In the Middle Ages the manor was held by the Hultons of Hulton Park.

Until 1780, Pendleton was rural, a group of cottages around a village green with a maypole. The Industrial Revolution brought about rapid expansion in the population and large cotton mills and premises for dyeing, printing, and bleaching were built providing employment. Pendleton Colliery was developed from the early 19th century.

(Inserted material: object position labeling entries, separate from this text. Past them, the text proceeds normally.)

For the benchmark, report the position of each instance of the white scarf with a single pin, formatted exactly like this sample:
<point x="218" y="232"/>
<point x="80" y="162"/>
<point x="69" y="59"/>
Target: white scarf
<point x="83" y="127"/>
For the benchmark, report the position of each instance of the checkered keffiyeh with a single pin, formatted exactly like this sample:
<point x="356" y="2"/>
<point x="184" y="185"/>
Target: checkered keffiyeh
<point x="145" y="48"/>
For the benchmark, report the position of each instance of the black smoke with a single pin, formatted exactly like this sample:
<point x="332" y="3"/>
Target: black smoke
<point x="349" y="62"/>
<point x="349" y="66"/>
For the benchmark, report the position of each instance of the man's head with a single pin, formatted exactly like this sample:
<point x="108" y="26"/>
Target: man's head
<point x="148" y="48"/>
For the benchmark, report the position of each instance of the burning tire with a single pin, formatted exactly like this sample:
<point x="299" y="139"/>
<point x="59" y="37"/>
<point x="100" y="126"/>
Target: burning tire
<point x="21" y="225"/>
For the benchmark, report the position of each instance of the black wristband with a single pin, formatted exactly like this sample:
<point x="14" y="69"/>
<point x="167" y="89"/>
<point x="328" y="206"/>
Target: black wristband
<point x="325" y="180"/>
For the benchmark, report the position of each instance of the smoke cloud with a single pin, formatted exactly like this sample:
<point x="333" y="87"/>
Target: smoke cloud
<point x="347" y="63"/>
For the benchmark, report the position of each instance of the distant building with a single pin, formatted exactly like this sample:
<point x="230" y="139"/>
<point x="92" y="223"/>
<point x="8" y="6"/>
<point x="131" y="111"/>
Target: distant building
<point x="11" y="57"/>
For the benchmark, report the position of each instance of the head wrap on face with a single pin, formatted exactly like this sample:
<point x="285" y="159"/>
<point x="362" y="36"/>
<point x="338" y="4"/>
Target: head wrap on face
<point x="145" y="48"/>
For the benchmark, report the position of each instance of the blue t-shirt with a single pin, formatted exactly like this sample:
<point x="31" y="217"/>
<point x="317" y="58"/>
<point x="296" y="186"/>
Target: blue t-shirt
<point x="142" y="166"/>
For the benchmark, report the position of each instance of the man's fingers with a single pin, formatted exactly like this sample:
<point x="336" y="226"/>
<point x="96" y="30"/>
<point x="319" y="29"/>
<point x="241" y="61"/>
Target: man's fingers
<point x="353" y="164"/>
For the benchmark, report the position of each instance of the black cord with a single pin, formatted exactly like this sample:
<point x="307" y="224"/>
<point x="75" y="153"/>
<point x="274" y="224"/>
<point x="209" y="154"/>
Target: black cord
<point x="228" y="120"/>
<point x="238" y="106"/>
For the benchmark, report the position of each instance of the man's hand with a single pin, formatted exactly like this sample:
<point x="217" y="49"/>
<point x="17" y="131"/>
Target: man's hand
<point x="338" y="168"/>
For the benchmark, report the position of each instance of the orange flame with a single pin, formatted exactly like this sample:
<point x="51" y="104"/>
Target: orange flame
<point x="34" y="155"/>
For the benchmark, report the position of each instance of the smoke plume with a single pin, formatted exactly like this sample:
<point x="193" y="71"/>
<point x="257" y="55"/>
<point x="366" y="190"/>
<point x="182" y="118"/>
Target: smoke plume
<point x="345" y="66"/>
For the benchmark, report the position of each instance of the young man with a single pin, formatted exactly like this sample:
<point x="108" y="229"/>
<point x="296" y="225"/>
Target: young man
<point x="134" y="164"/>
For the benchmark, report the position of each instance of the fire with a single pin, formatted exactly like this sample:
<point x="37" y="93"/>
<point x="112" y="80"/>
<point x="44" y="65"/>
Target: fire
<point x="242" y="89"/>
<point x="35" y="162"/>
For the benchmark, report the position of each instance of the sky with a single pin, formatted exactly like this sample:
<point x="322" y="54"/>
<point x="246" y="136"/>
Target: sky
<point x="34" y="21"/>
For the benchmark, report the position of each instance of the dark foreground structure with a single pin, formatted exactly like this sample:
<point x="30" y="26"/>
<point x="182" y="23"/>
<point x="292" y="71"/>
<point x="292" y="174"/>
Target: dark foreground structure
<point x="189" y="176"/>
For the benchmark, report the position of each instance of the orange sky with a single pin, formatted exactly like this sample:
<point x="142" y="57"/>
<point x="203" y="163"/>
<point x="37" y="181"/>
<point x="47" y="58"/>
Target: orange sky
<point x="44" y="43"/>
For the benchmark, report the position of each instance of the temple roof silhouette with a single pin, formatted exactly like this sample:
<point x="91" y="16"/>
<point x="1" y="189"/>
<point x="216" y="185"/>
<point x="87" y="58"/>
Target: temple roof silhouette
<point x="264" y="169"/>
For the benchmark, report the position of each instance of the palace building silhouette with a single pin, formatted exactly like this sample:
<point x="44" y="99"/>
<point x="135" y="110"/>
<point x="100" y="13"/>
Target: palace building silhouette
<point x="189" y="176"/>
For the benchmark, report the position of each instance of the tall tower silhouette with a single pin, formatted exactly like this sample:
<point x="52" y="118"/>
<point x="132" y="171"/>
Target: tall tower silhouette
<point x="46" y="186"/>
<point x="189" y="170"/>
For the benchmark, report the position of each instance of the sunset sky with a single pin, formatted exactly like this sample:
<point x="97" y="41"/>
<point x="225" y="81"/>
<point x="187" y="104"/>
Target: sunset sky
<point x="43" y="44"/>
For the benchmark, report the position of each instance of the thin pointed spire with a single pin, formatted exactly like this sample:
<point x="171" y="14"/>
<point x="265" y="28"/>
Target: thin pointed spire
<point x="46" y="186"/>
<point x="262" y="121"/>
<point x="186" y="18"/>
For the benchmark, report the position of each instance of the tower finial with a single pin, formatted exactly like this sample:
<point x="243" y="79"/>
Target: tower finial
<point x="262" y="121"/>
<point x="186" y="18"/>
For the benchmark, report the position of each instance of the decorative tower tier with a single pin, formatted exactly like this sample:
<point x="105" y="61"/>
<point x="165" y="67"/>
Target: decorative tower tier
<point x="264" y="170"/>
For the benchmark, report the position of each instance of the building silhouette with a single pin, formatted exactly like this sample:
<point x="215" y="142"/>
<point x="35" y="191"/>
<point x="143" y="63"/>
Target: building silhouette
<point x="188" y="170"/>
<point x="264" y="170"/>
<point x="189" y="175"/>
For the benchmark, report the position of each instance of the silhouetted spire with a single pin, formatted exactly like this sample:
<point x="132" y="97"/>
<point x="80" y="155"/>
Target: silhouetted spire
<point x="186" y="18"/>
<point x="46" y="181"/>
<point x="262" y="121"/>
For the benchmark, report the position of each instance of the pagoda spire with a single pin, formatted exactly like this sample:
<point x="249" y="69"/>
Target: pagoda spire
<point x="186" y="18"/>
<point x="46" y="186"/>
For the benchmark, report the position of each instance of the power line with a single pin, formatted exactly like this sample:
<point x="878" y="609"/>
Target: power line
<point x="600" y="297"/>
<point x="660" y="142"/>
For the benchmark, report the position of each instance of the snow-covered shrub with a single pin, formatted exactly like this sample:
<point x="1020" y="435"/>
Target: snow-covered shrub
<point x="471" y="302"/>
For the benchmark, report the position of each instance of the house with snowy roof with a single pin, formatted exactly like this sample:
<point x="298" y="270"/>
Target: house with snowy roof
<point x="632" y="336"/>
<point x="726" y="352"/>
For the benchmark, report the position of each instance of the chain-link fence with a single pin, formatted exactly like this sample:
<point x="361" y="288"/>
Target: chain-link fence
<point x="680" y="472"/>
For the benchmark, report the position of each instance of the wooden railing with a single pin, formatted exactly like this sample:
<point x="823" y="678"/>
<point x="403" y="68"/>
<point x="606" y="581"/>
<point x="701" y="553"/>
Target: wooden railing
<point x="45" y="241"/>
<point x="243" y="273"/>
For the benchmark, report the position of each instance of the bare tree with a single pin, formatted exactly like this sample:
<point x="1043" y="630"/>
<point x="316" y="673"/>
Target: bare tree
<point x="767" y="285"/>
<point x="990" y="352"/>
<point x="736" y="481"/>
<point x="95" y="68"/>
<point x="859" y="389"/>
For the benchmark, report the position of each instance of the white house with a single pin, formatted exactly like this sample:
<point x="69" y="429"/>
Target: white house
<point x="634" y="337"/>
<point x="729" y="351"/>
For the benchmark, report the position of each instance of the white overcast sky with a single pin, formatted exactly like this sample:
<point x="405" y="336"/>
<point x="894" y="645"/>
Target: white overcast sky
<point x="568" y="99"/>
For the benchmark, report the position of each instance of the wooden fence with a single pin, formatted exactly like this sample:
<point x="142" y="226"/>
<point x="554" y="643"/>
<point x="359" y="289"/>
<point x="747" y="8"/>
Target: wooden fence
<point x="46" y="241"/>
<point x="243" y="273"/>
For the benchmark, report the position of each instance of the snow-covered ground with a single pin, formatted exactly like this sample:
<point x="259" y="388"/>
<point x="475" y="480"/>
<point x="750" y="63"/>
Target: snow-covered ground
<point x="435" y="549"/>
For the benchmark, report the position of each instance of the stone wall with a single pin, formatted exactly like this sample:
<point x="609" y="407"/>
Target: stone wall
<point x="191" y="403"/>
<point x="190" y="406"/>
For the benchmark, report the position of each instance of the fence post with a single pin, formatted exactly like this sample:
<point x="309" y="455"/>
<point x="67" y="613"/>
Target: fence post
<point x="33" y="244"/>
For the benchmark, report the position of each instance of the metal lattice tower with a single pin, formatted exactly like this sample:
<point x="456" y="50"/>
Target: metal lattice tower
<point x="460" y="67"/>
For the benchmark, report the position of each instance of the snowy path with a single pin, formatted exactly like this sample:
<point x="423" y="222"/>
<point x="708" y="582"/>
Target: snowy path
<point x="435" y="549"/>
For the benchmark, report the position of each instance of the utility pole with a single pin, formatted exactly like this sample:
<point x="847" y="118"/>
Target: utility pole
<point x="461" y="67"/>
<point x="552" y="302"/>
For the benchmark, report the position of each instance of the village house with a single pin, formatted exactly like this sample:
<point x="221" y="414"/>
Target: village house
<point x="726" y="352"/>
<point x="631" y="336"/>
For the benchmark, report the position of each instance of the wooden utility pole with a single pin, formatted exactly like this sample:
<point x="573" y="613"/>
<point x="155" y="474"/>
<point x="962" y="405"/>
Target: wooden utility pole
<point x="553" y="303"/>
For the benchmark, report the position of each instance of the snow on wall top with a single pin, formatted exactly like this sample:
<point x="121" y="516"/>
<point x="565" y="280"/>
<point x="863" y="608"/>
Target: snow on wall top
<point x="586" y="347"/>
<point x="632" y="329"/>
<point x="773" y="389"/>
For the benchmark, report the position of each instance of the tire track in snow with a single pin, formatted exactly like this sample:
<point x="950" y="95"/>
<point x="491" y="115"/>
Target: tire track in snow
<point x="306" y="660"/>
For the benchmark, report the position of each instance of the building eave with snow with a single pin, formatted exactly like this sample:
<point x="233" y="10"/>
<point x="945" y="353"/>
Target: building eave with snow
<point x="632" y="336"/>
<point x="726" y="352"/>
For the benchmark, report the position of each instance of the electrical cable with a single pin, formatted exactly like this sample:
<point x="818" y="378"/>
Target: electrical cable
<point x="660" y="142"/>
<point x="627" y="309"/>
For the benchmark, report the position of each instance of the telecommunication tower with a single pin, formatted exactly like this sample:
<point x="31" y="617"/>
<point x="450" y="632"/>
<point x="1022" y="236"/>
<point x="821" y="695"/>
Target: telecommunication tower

Violence and looting occurred in Pendleton during the 2011 riots. In 2012, Salford City Council announced a £430million regeneration scheme for the area.

==Governance==
Pendleton emerged as a township and chapelry in the ecclesiastical parish of Eccles in the hundred of Salford in the historic county of Lancashire. After 1837 Pendleton was part of the Salford Poor Law Union which took responsibility for the administration of the Poor Law and provided a workhouse.

In 1844 the neighbouring township of Salford was incorporated as a borough. However owing to opposition from Pendleton rate payers who felt that their interests would be over-ruled by Salford, it was not until 1853 that Pendleton and neighbouring Broughton who had also refused to merge with Salford became incorporated into an enlarged Borough of Salford. This was owing to increasing concerns to improve the sanitary conditions of the two townships which would have otherwise resulted in the creation of Local Boards of Health. In 1866 Pendleton became a separate civil parish. Pendleton together with Broughton became part of the County Borough of Salford from its inception in 1889, thus for the purposes of local government being independent from the jurisdictions of the newly formed Lancashire County Council. On 1 April 1919 the parish was abolished and merged with Salford. In 1911 the parish had a population of 78,783. In 1974 became part of the much enlarged metropolitan borough of the City of Salford, in the metropolitan county of Greater Manchester.

Pendleton is mostly covered by the electoral ward of Langworthy. It is represented in Westminster by Rebecca Long-Bailey, Member of Parliament (MP) for Salford.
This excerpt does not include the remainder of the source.